To train for this grueling ascent, he often hiked the steps of Eagles Landing Park, a sliver of greenspace leading from high bluff to seashore in Seahurst, on the edge of Burien. While catching his breath on the beach one day, he looked up and caught a glimpse of a sprawling house that was covered in vegetation.
“You couldn’t even see it from Google Earth,” he says.
Beneath its botanical shroud lay the surprisingly well-preserved 7,400-square-foot residence called Forestledge, the long-vacant Sprague mansion.
And it was for sale.
Owing to its outward condition, White purchased his dream home at a remarkable discount.
Now, just as Machu Picchu was gradually reclaimed from the encroaching forest after its discovery in 1911, White has set out to restore his own lost palace—and the treasures within—to its original grandeur.
The job also serves as a diversion from his early retirement from the piledriving business. “I’m using it as my therapy,” he says.
What about that angry gorilla?
APE had been represented by a conservative corporate logo for years.

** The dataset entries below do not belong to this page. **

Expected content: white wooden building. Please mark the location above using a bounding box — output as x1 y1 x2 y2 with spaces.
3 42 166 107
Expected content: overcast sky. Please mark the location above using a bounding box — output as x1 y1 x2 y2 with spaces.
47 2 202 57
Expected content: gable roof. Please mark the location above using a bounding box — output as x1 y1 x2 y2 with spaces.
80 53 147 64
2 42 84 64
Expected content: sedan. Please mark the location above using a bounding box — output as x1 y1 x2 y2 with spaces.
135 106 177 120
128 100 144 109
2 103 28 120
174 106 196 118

But what about the other emblem, that ferocious face of the angry gorilla?
“One day we hired this kid to help us in the shop,” recounts John White. “During a break, he drew a gorilla on a napkin. Two days later he was gone and we never saw him again. I thought it would be fun to put the gorilla on a hat. And everybody wanted one. I couldn’t believe it. Now we have an entire APE clothing line featuring the gorilla logo, and we painted the logo 40-feet tall on the side of our headquarters in Kent, WA.
“It all started with some part-time kid doodling on a napkin.”